Something I’d be interested to hear is how you find yourself reacting to the game now. You say very early in the piece that you’ve completed your 3rd play-through and are already planning a 4th. If that original experience of Bastion was so cathartic, what are you taking from it now? Like smells and tastes, I find that works of art can absorb my thoughts and feelings at the time I experience them, re-conjuring them later with a jolt of memory. There are, for example, songs that I still can’t listen to for fear of finding myself back in the midst of my last break up! That’s a period of my life I’ve left behind, but a few chords and a melody and I’m right back there again. Does Bastion perhaps remind you of your sense of putting your life back together each time you play it? Or is there something new there each play-through?
Hi, Jim!
Thanks very much for your question.
In fact, works of art (as you mentioned, like certain scents or types of food) do serve as mnemonic kickstarters for me (as I imagine they do with just about everyone). I deploy music pragmatically, for that express purpose. When I wish to revisit a memory, or just get myself into a certain general frame of mind or emotional state associated with a period of the past, I know which songs to go to.
Video games do serve that purpose, and you’re right in that my current, ongoing response to Bastion is still very much bound up with memories of the recent past. There are other important aspects to my reaction as well, however.

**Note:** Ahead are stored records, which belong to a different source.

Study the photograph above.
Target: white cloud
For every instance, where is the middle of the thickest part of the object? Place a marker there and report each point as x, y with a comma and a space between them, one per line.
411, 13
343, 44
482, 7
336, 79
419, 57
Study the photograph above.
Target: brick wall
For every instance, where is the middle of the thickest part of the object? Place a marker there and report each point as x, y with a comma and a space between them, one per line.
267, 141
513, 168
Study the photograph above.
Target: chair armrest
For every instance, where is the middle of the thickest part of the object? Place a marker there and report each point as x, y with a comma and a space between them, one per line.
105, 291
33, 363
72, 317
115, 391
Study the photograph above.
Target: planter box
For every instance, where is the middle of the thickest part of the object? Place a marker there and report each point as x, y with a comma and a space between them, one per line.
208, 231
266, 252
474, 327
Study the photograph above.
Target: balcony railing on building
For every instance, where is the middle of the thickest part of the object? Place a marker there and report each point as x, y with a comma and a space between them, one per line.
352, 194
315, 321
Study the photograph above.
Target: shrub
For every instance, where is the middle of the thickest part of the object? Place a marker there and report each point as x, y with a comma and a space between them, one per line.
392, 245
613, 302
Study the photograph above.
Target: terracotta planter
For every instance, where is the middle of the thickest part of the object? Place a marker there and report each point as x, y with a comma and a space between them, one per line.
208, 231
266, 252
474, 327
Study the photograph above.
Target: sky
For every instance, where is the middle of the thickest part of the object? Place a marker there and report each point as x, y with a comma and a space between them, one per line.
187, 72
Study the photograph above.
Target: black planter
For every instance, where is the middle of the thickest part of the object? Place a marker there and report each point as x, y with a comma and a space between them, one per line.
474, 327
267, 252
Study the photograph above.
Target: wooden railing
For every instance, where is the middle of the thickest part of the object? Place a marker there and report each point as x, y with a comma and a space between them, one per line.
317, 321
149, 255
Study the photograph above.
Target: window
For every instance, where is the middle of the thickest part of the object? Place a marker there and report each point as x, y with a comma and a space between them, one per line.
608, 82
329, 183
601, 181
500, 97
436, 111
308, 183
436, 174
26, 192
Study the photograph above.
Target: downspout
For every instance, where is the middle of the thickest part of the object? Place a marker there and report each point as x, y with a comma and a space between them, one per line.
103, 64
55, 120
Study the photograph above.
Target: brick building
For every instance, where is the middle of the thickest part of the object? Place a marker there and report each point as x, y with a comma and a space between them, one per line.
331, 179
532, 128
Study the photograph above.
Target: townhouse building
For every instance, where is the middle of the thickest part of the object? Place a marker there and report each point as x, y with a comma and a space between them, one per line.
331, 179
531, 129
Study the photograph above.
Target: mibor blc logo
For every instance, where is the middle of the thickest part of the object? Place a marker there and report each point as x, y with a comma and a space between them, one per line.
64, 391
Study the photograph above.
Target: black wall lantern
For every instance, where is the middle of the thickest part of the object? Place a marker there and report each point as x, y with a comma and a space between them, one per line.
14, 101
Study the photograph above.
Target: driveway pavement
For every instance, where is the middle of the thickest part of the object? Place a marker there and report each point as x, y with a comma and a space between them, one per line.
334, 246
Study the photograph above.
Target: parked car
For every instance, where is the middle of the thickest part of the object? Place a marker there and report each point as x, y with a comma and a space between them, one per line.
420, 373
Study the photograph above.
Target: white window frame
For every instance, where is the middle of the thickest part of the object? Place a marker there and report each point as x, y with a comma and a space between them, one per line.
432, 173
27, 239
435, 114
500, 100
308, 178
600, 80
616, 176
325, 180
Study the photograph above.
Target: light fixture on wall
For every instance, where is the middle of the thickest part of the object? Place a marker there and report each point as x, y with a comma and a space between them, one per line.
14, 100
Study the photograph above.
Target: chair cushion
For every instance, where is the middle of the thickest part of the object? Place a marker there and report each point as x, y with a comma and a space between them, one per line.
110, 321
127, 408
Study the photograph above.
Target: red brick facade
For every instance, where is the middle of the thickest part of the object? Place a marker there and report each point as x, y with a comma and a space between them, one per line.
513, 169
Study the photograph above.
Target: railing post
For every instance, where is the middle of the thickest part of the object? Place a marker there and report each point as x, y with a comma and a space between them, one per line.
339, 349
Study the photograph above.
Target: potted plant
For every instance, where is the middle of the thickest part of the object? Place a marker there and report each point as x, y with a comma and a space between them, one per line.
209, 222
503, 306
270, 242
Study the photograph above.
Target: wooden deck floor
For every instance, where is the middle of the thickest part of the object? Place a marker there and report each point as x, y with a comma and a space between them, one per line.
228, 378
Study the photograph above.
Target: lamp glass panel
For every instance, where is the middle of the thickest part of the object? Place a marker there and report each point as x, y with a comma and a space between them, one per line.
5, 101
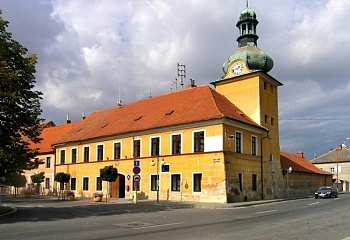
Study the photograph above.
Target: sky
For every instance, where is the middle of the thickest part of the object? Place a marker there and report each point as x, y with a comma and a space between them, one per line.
92, 53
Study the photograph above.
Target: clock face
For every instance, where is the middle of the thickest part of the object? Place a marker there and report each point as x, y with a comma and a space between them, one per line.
237, 68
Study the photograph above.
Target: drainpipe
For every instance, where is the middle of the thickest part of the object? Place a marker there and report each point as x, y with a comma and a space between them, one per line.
262, 164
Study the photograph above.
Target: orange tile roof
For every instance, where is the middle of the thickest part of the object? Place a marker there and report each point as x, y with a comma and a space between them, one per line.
298, 164
50, 135
186, 106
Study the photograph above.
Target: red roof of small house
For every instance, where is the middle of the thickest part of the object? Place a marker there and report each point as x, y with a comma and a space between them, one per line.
298, 164
186, 106
50, 134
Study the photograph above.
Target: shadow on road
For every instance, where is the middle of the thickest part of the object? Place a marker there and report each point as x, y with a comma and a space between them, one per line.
36, 210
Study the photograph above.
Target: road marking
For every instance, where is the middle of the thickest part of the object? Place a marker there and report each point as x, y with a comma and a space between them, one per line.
266, 212
161, 225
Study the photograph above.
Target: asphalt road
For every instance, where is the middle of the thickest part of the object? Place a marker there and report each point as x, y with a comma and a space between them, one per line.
297, 219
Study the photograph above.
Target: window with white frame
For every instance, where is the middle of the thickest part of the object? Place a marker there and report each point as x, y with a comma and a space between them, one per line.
238, 142
85, 183
137, 148
176, 144
99, 152
136, 184
47, 183
48, 162
86, 154
240, 181
73, 155
198, 141
175, 182
117, 150
254, 182
197, 182
98, 184
73, 184
254, 145
155, 145
154, 182
63, 156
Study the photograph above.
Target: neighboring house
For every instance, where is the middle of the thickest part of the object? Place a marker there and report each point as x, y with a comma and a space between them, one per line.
49, 134
196, 144
329, 161
305, 178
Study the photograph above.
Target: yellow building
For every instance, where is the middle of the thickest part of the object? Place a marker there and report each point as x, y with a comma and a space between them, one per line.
196, 144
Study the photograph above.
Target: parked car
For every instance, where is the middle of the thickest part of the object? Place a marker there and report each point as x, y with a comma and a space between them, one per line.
326, 191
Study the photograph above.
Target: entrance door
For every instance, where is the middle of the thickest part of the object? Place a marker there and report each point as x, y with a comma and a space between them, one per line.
118, 187
121, 186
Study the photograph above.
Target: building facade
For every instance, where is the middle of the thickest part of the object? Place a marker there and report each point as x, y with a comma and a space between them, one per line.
336, 162
50, 133
196, 144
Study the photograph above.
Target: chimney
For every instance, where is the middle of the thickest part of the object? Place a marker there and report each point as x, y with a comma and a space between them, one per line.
192, 84
68, 121
300, 154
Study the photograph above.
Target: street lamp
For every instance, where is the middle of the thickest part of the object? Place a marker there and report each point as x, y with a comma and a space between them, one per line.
289, 170
153, 163
342, 139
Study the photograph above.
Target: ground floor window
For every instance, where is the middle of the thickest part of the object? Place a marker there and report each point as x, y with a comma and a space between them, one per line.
175, 182
85, 184
197, 182
136, 184
98, 184
47, 183
254, 182
73, 184
240, 181
154, 182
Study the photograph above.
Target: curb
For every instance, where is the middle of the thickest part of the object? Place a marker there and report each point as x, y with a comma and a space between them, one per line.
13, 210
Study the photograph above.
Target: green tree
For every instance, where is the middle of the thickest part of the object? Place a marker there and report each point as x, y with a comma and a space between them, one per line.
109, 174
19, 106
16, 180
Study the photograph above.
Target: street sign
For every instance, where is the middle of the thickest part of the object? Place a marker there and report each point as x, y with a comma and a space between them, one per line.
137, 178
136, 170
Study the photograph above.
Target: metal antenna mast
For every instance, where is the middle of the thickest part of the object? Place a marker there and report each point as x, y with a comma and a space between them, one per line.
181, 72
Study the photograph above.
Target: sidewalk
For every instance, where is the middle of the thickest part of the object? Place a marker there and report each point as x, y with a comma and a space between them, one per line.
10, 204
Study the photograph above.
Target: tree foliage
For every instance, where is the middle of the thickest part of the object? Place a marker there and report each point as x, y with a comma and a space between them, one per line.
38, 177
16, 180
109, 173
19, 106
62, 177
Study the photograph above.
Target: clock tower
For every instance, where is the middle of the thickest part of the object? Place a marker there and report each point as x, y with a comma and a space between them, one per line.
247, 84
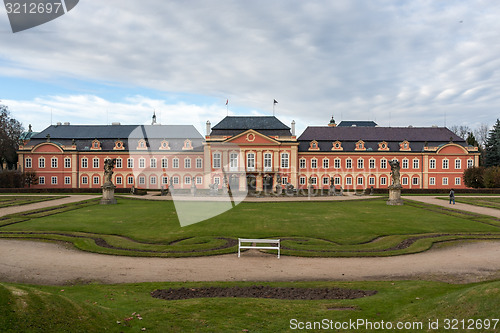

First, I am able to take a step back from my personal entanglement with the game’s symbolism, and see it as a larger symbol for the Getting Up and Moving On which we all must do, to one extent or another, every day of our lives. No one goes a day without seeing some kind of Destruction or Disorder, and chooses (Restore or Evacuate) to try and fix it, or to live with it and keep on keepin’ on. From the big things (breakups, death, tragedy), to the small (messes, arguments, workplace drama), we have to summon whatever courage is necessary and tussle it out. With this perspective applied, Bastion is beautiful aesthetically and teaches good lessons.
Second, video games are fun. Bastion’s rolly-rolly-stab-stab gameplay is fluid, reactive, and enjoyable to look at. So…there’s that.
There might also be a small thing to be said for the fact that I’ve an addictive personality, and am generally unwilling to do something I enjoy just once.